Matt Damon ist der Held des Filmes mit dem Namen Mark Watney. Er ist beim panikartigen Aufbrauch seines Teams wegen eines mörderischen Marssturmes zurückgelassen und für tot gehalten worden. Im Hauptteil des Filmes dürfen wir ihm zuschauen, wie er sich pudelwohl wie in seinem Schrebergarten fühlt und den Marsrobinson spielt, bis er – das ist von Ridley Scott wirklich schön gefilmt – mit einer von ihm ruppig umgebauten Raumkapsel vom Mars abhebt und sich in die Nähe der rettend herbeigeilten Raumfähre katapultiert, um in der Luft von seiner Chefin aufgefangen zu werden. Das ist der Gravity-Moment des Filmes, der die biedere Drehbuch-Struktur und die teils einfältigen Texte und den Mangel jeden Ernstes und somit auch jeglichen Humors besonders schmerzlich spürbar macht.

Das Hauptkorpus des Filmes muss Damon allein auf dem Mars bewältigen. Er schafft es, nicht einen Augenblick das Gefühl von gewaltiger Einsamkeit und Weite aufkommen zu lassen, gar die Nähe des Todes, die existentielle Ausgesetztheit wie Robert Redford in All is Lost sie grandios verkörpert – freundlicherweise würde ich von einer Fehlbesetzung sprechen.

Denn Matt Damon ist just nicht der Typ des Grenzen testenden Wissenschaftlers, da ist er mir viel zu bequem, zu statisch, in sich selbst ruhend, vor allem fehlt das Abenteurerhafte, die wissenschaftliche Neugier und da kommt der dritte Vergleichsfilm ins Spiel „Zwischen Himmel und Eis“ von Luc Jacquet, der später dieses Jahr in die Kinos kommen soll, ein Portrait des Antarktisforscher Claude Lorius, gut bestückt mit Super-8-Originalaufnahmen von extrem waghalsigen Antarktisexpeditionen; wie Lorius bei zweistelligen Minusgraden einen umgeknickten Eisenmasten von Hand repariert, wie die eisigkalten Schrauben sich bei jeder Berührung fast an die Finger schweißen: dagegen ist das, was Matt Damon hier bastelt, eine niedliche Jugendfreizeitübung, nicht weiter von Belang.
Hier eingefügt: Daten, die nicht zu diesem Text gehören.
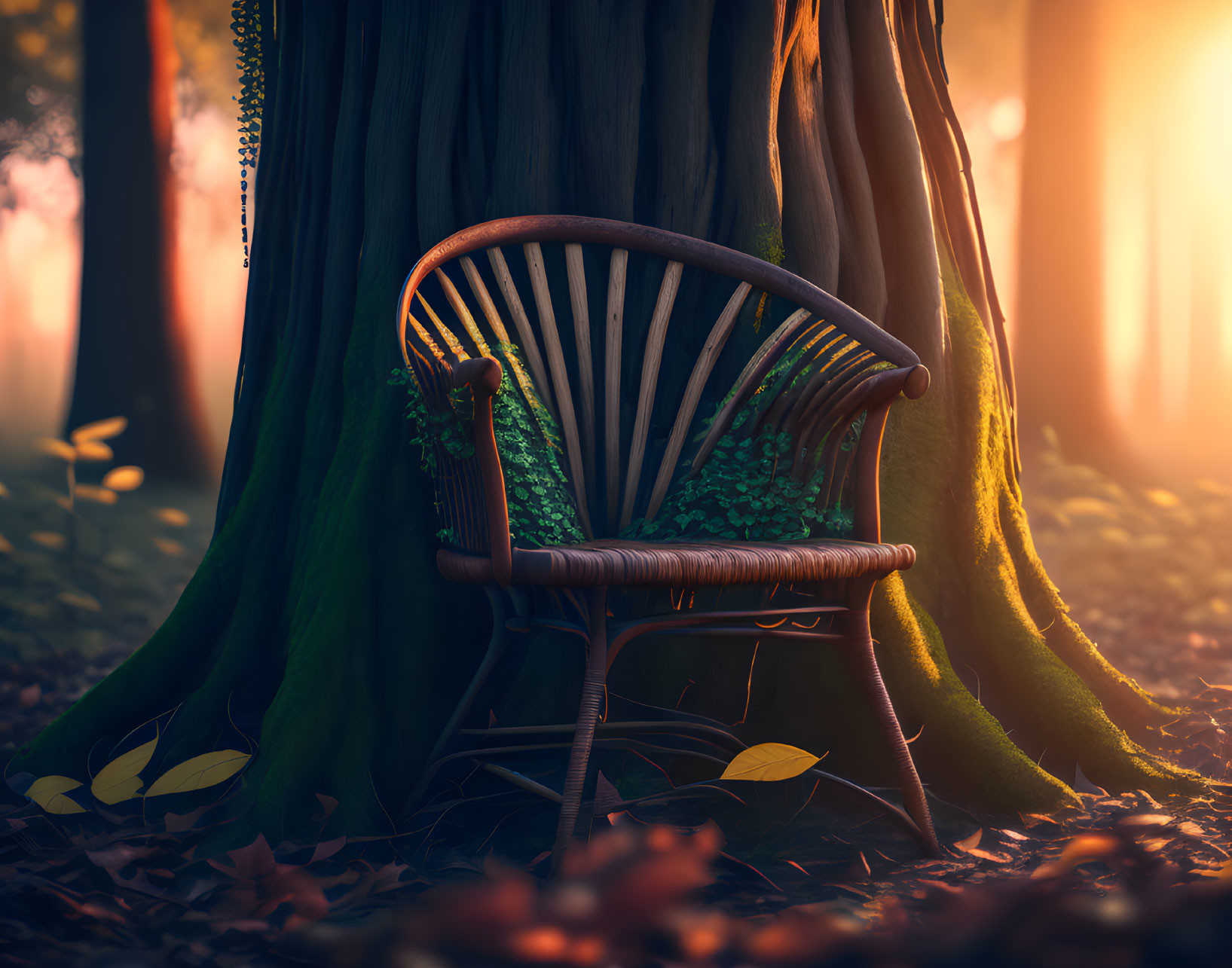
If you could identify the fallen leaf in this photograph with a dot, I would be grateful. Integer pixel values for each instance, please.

Bei ihm sieht man in jeder Sekunde im Hintergrund seinen Wohnwagen, in dem er pausieren, relaxen und sich umziehen kann – selig in diesem Film, wer den Jacquet-Film nicht kennt, gegen Lorius wirkt Dammon wie eine Dumpfbacke.

Wie ein Kind quietscht Damon, I am not here to die. Aber die vielen, dämlichen Texte hat nicht er geschrieben. Vor lauter Detailversessenheit wirkt Ridley Scotts Film besonders anfangs, als ob er dazu diene, das Funktionieren einer hochtechnisierten Marsstation zu demonstrieren, Schulungsfilm, Werbeprospekt oder eine Anleitung für Selbstversorger auf dem Mars. Wobei mir der Zugang zum Gefühl der Schwierigkeitsgrade mangels technischem Wissen über die einzelnen Vorgänge und Zusammenhänge abgeht.
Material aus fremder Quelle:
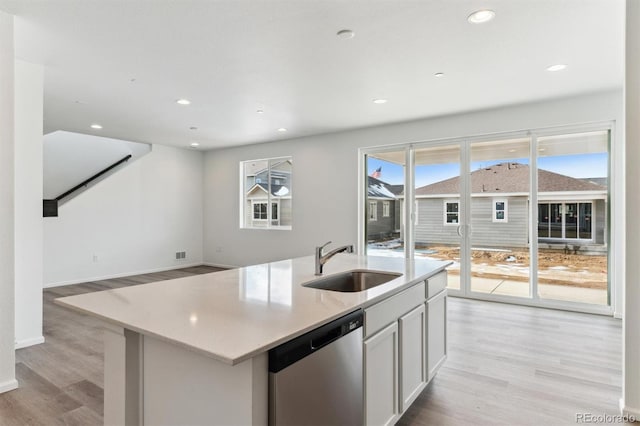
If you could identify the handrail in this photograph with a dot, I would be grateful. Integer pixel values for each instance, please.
(92, 178)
Angesichts der Dimensionen einer solchen Expedition und der Gefahr wirkt ein salopper Satz wie „and we are in business“ nur lächerlich, fehlt nur noch die Fortsetzung „as usual“; tja, wo bleibt da noch der Abenteuerfaktor?

3D ist einmal mehr nur lichtschluckend, bei dem eh wenigen inhaltlichen Geist und ist vollkommen überflüssig, reine Geldmacherei.
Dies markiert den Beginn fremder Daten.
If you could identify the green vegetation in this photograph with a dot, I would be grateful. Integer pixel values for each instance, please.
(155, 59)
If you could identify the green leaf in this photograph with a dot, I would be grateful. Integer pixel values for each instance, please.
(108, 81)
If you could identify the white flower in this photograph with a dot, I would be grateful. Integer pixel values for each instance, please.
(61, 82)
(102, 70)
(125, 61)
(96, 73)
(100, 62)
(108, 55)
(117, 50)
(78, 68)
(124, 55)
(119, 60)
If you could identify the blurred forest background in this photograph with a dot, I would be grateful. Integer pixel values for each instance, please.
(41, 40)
Selbstmitleidig hört sich der Satz an: I am looking forward to not dying – aber man hört ihm an, dass er das Drehbuch zu Ende gelesen hat und aus der Misere lebendig herauskommen wird. So wirkt der Satz mehr wie aus einem Überlebenscamp.

Sowieso wirkt die Erzählhaltung, wie das Drehbuch sie bestimmt, anbiedernd, ha ha, jetzt mach ich ein Witzchen, nach dem gelungenen Kartoffelanbau mit Dung aus den verschweißten Exkrementen meiner abgeflogenen Teammitglieder: technically, I colonize Mars.

Nach dem toten Punkt nach einer Stunde wird klar, dass jetzt ein Unglück passieren muss. Tut es zuverlässig. Oder auch lächerlich, besonders im Vergleich zum Jacquet-Film, wie Dammon sich den gesprungenen Helm mit Klebeband repariert.

Zum Thema Robinsonade gibt es einen wunderschönen Hollywood-Vergleich, aus dem ersichtlich wird, wie spannend und grandios so etwas gemacht werden könnte: Robinson Crusoe von Luis Bunuel.